Now the number of seconds in a year is approximately 31,540,000 (give or take depending on leap year and the like).  Thus, a hamster with infinite stamina and no need to sleep could produce about 15,770,000 joules or 15.77 Megajoules per year.  This means it would take approximately 2,465 such hamsters to provide the needed electricity to power a typical American home for a year.
Of course, hamsters with infinite stamina and with no need to sleep do not exist, so what about using real hamsters?
It’s estimated that a typical hamster will spend about 5% of their time exercising. Thus, instead of around 15.77 Megajoules per year, we can reasonably expect about 0.8 Megajoules per year per hamster.

A more effective option is human power—such as this California gym that gets some of its electricity from its clients’ workouts.

This Week in Printing, Publishing, and Media History

October 29

1969: The first-ever computer-to-computer link is established on ARPANET, the precursor to the Internet.

October 30

1885: American poet Ezra Pound born.

1938: Legitimately fake news—Orson Welles broadcasts his radio play of H. G. Wells’ The War of the Worlds, causing anxiety in some of the audience in the United States.

October 31

1795: English poet John Keats born.

1963: English singer-songwriter and guitarist Johnny Marr born.

November 1

1512: The ceiling of the Sistine Chapel, painted by Michelangelo, is exhibited to the public for the first time.

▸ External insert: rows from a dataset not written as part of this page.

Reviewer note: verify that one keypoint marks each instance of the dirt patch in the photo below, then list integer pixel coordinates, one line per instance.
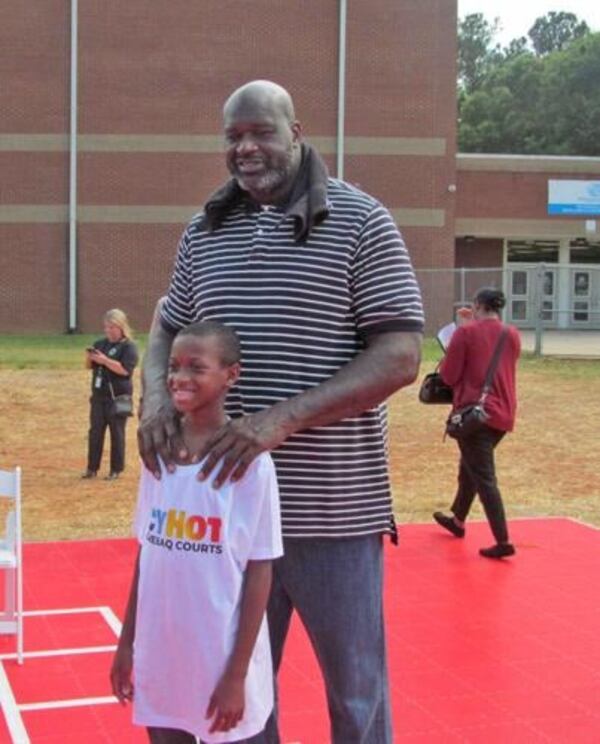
(548, 466)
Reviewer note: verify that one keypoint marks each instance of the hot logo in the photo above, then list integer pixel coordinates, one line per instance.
(176, 530)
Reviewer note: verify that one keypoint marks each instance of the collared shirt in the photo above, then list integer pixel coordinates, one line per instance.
(303, 311)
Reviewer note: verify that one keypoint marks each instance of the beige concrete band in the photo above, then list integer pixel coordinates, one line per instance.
(527, 163)
(509, 228)
(212, 143)
(153, 214)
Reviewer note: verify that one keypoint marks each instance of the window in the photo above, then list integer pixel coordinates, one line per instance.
(532, 251)
(581, 251)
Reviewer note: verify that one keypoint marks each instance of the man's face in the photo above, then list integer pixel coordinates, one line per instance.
(262, 149)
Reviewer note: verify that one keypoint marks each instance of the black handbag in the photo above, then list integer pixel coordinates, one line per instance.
(467, 420)
(434, 390)
(122, 405)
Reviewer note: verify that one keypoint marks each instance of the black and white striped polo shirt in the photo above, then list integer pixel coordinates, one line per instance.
(302, 311)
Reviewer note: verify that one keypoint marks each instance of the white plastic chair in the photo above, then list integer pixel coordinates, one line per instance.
(11, 559)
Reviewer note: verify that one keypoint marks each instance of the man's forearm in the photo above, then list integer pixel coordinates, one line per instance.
(155, 365)
(390, 362)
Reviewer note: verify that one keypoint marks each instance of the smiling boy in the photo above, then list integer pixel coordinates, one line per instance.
(195, 635)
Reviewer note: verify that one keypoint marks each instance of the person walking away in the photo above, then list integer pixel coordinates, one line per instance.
(464, 368)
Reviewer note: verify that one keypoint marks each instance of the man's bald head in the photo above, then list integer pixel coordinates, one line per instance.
(262, 141)
(261, 93)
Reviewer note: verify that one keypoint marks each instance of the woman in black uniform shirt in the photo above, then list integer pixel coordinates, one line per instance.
(112, 360)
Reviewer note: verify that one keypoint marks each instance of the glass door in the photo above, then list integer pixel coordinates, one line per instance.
(549, 314)
(519, 308)
(580, 296)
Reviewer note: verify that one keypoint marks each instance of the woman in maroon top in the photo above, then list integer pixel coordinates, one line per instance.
(464, 368)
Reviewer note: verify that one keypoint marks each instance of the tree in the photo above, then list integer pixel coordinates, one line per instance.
(544, 102)
(475, 52)
(555, 31)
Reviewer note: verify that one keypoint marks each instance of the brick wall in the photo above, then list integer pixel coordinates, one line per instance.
(154, 69)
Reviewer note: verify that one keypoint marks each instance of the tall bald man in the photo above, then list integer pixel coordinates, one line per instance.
(315, 278)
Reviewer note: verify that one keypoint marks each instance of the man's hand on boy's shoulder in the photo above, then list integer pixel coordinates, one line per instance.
(241, 440)
(226, 703)
(159, 435)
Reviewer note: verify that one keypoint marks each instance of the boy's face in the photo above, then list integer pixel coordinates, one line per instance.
(197, 377)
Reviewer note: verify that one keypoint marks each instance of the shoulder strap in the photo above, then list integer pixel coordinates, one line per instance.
(491, 371)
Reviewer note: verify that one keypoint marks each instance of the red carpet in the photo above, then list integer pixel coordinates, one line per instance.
(480, 651)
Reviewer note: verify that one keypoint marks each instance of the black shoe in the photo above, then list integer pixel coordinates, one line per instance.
(449, 524)
(501, 550)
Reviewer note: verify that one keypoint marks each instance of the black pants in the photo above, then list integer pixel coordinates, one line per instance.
(477, 475)
(100, 418)
(175, 736)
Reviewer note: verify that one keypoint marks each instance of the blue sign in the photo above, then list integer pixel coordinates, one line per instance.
(574, 197)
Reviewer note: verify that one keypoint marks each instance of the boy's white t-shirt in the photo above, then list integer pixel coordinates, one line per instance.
(195, 543)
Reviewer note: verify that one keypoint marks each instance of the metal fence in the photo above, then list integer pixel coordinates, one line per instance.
(556, 306)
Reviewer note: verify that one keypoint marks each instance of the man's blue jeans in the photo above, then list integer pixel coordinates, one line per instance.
(336, 586)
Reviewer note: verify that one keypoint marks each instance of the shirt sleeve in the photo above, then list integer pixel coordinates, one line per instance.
(267, 542)
(453, 363)
(386, 295)
(177, 310)
(142, 509)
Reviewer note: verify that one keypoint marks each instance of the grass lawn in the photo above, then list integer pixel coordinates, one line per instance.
(548, 466)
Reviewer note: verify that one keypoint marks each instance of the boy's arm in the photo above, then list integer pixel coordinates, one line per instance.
(122, 666)
(227, 701)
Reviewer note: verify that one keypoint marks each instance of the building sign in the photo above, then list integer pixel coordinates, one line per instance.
(574, 197)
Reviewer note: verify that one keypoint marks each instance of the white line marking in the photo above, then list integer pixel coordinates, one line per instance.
(10, 709)
(75, 703)
(61, 652)
(64, 611)
(112, 620)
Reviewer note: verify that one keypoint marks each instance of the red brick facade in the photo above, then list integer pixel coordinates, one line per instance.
(164, 69)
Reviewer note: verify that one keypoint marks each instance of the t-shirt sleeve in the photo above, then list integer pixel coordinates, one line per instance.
(386, 295)
(177, 309)
(142, 509)
(267, 542)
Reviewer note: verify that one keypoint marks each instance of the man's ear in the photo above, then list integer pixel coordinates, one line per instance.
(296, 128)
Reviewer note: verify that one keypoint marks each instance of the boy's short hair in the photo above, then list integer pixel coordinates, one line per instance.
(231, 352)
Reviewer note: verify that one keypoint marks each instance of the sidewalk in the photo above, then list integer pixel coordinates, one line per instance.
(582, 344)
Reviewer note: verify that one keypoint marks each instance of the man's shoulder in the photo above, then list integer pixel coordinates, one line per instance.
(195, 223)
(342, 193)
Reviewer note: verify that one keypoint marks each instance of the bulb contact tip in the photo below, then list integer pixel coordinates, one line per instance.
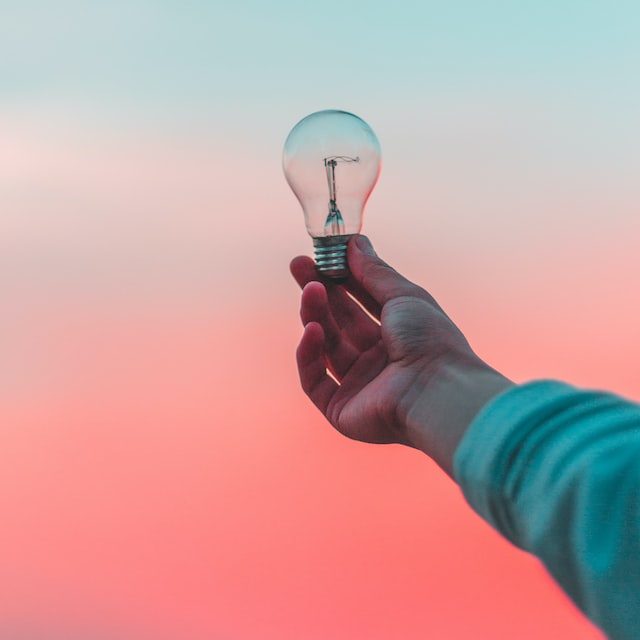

1604: William Shakespeare’s tragedy Othellois performed for the first time, at Whitehall Palace in London. A few years later...

1611: Shakespeare’s play The Tempest is performed for the first time, again at Whitehall Palace in London.

1941: American photographer Ansel Adams takes a picture of a moonrise over the town of Hernandez, New Mexico that would become one of the most famous images in the history of photography.

1968: The Motion Picture Association of America's film rating system is officially introduced, originating with the ratings G, M, R, and X.

November 2

1920: KDKA of Pittsburgh starts broadcasting as the first commercial radio station.

1936: The British Broadcasting Corporation initiates the BBC Television Service, the world’s first regular, “high-definition” (then defined as at least 200 lines) service. It was renamed BBC1 in 1964.

1960: Penguin Books is found not guilty of obscenity in the trial R v Penguin Books Ltd, the Lady Chatterley’s Lovercase.

1988: The Morris worm, the first Internet-distributed computer worm to gain significant mainstream media attention, is launched from MIT.

November 3

1838: The Times of India, the world’s largest circulated English language daily broadsheet newspaper, is founded as The Bombay Times and Journal of Commerce.  

November 4

1922: British archaeologist Howard Carter and his men find the entrance to Tutankhamun’s tomb in the Valley of the Kings.